Пушкари немедленно бросились спасать добро. Лонго немного понаблюдал за ними, затем осмотрел пушку, изыскивая способ вывести ее из строя. Провел рукой вдоль ствола, от запального отверстия до жерла, куда закатывали ядра. Можно заклепать – но чем? Вернулся к казенной части орудия. Зарядная камора – цилиндр трех футов длиной, соединенный шарниром со стволом, – была раскрыта. Если ее повредить или вовсе оторвать, пушка станет негодной к стрельбе. Но как?
Лонго отступил, прислонился к бочке, осмотрелся вокруг: лопата, несколько огромных ядер, ворот для их загрузки в пушку, ведро с водой, в нем – тлеющий запал, и – бочки, бочки. Ничего полезного. Стоп… а в бочках-то – порох!

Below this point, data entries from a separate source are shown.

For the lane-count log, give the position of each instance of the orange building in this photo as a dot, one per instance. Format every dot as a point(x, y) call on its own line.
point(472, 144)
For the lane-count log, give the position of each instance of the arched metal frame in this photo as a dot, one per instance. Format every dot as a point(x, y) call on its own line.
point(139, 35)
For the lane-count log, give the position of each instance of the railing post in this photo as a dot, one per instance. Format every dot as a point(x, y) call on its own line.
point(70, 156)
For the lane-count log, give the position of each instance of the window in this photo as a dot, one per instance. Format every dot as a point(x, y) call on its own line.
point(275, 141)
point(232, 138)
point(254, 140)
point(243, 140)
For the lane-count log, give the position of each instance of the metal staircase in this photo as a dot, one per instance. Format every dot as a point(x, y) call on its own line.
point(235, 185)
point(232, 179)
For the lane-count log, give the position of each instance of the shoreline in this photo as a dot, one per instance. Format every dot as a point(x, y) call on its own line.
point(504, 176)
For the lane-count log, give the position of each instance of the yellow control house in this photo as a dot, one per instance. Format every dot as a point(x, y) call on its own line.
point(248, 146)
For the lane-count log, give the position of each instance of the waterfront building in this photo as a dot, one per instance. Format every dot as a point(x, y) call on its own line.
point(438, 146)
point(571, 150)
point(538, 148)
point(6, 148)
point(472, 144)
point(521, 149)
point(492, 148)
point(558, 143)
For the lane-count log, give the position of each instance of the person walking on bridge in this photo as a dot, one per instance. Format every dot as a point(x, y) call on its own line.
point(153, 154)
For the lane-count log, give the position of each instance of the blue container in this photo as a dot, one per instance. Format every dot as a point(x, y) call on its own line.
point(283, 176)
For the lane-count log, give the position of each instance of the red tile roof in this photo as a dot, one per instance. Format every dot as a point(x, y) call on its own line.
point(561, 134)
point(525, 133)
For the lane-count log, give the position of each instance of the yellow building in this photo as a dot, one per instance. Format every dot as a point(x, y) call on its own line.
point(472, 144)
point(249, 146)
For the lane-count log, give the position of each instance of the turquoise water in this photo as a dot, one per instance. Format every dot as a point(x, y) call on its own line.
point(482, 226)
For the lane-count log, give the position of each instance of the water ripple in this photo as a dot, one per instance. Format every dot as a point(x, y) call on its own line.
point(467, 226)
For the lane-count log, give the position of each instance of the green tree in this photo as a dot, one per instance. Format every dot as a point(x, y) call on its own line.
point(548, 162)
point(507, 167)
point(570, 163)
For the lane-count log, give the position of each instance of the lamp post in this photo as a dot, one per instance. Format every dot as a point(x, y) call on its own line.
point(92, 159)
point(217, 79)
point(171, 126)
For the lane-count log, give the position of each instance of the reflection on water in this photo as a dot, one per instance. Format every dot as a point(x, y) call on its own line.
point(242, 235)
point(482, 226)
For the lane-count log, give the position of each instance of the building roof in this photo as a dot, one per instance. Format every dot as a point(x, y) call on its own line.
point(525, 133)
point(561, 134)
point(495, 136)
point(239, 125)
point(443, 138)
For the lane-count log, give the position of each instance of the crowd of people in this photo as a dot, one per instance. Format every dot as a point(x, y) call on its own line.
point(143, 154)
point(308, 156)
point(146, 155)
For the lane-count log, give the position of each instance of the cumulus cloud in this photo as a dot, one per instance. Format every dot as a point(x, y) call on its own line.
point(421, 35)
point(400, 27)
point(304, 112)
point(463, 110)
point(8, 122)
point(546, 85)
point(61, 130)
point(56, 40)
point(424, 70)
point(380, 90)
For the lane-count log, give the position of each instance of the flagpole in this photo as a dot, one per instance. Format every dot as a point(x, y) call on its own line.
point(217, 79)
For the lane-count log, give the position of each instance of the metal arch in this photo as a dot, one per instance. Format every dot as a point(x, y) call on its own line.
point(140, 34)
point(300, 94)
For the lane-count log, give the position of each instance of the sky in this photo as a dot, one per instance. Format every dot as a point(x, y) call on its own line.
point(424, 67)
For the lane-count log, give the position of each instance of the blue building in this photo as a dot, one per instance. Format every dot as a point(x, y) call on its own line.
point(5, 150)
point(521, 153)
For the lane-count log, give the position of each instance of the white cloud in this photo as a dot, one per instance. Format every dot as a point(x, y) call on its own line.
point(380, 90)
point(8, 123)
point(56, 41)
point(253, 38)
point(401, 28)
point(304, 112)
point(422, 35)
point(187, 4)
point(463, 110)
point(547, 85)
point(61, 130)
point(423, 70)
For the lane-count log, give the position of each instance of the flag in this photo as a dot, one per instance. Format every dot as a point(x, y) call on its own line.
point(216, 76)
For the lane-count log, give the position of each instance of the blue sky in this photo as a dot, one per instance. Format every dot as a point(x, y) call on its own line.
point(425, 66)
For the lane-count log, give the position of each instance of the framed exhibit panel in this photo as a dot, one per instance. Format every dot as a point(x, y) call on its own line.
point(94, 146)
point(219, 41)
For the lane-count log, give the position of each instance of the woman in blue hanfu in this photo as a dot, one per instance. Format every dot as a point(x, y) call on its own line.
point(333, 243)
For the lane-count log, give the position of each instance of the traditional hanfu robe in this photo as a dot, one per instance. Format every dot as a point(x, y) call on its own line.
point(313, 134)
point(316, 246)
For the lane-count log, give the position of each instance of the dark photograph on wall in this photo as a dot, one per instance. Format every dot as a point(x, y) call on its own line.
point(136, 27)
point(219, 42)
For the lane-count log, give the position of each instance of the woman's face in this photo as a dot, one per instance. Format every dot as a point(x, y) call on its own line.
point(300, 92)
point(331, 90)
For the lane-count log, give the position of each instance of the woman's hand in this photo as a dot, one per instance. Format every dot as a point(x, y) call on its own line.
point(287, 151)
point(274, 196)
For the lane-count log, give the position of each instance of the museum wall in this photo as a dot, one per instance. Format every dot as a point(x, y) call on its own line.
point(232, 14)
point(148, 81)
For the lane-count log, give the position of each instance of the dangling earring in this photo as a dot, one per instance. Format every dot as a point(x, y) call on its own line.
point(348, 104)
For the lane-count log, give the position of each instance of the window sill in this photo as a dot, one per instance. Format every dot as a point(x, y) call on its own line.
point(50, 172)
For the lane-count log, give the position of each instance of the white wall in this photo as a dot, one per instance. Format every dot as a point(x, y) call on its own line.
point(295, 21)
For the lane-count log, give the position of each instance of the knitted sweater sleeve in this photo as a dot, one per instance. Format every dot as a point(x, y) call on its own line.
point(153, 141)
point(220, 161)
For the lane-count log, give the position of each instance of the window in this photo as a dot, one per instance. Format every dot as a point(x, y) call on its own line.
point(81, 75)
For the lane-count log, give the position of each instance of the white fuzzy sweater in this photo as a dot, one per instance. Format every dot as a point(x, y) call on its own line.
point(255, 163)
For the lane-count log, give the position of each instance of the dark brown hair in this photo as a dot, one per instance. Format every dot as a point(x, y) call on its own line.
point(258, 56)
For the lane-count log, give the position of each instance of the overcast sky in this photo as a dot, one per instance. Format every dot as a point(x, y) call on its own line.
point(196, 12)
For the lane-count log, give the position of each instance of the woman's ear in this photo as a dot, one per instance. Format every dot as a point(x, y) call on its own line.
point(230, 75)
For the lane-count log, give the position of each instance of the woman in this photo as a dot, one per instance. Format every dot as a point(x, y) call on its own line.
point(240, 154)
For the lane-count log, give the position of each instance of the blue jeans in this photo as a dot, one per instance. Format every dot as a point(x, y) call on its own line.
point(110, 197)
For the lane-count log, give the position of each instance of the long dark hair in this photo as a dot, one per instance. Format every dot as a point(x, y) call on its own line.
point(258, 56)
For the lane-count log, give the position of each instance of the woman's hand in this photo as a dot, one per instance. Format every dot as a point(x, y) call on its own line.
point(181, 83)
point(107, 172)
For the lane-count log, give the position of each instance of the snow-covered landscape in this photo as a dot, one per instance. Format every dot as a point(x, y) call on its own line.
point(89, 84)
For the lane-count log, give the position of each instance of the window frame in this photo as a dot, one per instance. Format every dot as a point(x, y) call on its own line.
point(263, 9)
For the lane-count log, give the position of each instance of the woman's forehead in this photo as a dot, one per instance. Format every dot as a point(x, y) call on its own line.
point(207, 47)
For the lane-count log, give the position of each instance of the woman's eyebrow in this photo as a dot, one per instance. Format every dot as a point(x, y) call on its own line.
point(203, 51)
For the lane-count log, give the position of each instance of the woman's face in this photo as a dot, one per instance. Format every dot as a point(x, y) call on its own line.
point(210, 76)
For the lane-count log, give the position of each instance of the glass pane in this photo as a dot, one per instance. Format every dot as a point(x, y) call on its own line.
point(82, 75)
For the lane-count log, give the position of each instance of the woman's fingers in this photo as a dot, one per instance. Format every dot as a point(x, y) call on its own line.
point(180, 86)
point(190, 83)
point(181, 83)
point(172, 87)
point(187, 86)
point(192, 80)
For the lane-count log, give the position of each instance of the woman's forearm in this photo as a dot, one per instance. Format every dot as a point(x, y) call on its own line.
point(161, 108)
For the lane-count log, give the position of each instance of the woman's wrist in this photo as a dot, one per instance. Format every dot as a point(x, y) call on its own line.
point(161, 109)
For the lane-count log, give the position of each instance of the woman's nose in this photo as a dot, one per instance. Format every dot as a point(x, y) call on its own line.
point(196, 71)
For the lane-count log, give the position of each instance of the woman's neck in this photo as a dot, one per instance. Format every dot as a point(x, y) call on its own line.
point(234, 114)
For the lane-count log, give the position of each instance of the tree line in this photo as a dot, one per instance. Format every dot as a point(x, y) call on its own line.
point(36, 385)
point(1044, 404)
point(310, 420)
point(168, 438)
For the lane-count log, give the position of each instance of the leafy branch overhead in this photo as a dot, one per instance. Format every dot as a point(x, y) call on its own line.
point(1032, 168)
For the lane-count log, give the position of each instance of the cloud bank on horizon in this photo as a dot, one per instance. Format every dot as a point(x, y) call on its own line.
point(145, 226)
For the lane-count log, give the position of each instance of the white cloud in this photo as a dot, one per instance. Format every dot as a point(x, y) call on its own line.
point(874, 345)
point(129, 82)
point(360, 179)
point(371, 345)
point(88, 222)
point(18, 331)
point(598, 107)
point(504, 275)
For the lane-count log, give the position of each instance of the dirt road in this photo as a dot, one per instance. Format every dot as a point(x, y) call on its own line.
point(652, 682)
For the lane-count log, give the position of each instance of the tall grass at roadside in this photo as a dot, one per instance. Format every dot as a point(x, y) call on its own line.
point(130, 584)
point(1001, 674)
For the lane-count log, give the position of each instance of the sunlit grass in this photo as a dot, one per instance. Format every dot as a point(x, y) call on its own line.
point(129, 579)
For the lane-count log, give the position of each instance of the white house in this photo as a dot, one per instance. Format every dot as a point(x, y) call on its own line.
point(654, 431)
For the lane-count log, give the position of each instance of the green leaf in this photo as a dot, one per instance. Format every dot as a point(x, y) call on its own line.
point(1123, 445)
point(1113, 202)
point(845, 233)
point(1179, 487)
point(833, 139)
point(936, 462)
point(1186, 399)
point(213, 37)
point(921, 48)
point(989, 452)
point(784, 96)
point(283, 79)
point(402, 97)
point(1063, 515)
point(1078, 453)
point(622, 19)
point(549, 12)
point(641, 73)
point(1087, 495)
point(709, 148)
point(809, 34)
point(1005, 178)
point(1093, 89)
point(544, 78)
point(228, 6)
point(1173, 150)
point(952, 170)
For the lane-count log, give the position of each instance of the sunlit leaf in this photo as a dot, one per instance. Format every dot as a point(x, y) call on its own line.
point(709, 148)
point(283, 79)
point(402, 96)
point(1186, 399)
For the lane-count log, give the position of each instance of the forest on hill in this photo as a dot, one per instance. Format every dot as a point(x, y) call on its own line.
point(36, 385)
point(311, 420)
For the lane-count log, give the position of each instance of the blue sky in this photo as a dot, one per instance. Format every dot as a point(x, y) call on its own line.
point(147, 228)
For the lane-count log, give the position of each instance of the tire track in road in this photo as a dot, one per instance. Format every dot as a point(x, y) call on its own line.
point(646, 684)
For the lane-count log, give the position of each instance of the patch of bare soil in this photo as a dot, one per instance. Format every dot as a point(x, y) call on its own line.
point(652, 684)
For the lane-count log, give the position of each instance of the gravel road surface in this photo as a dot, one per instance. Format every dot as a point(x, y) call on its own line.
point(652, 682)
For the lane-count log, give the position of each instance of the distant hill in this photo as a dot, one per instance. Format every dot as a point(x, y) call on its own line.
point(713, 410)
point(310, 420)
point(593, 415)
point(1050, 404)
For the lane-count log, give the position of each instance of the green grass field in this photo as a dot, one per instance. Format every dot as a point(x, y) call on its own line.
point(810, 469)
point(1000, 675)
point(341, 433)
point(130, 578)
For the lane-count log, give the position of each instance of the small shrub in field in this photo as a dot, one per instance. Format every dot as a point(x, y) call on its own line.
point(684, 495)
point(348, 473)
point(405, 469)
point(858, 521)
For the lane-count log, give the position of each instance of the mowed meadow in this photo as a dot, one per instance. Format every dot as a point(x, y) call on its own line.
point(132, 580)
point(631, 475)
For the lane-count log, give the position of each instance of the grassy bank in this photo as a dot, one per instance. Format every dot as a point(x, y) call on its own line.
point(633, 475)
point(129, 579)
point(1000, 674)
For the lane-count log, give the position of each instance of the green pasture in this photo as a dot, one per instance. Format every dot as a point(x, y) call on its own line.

В лагере пушкари управились оттащить целые палатки от полыхавших, изолировав огонь. Пожары скоро догорят, и пушкари вернутся. Лонго уперся спиной в тяжелую бочку с порохом и, оттолкнувшись ногами, перевернул ее. Докатил до «Дракона», оставил, затем подогнал еще две. Глянул на лагерь: огонь шел на убыль, пушкари возвращались. Лонго взялся за лопату, подцепил, выдрал днище у бочки – черный порох хлынул волной. Зачерпнул обеими руками, принялся насыпать дорожку, отвел на несколько футов. Схватил фитиль и уже собрался поджечь, как за спиной раздалось:
– Эй! Ты что делаешь?
Он обернулся и увидел перед собой широкоплечего коротышку, явно не турка. Тот посмотрел на горящий фитиль в руке Лонго, на дорожку пороха, ведущую к трем бочкам у пушки. Дико уставился на генуэзца и зарычал:
– Не смей! Тебя на кол посадят!
Вместо ответа Лонго ткнул фитилем в порох и бросился наутек, к турецкому лагерю. Коротышка поколебался мгновение и кинулся вслед. Лонго успел сделать лишь несколько шагов, когда порох взорвался. Загрохотало, швырнуло наземь взрывной волной, дождем посыпались вздыбленная земля, щепки.
Лонго поднялся, спешно отряхнулся. Посмотрел: державший «Дракона» станок разлетелся на куски. Пушка лежала на помосте, искривленная, безнадежно испорченная, без зарядной каморы – ее начисто оторвало взрывом. Все, «Дракон» свое отрычал.
У основания редута в нескольких футах от Лонго лежал, стеная, коротышка. Вокруг все заполнилось бегущими, вопящими людьми, они спешили к дымившимся останкам великой пушки.
– Быстрей! Зовите лекаря! – заорал Лонго. – Принесите воды!
Пушкари без раздумий повиновались человеку, одетому в форму янычара. Поспешили – а Лонго не торопясь пошел за ними к лагерю и через него. Вокруг суетились, многие побежали к укреплениям, и на Лонго никто не обратил внимания.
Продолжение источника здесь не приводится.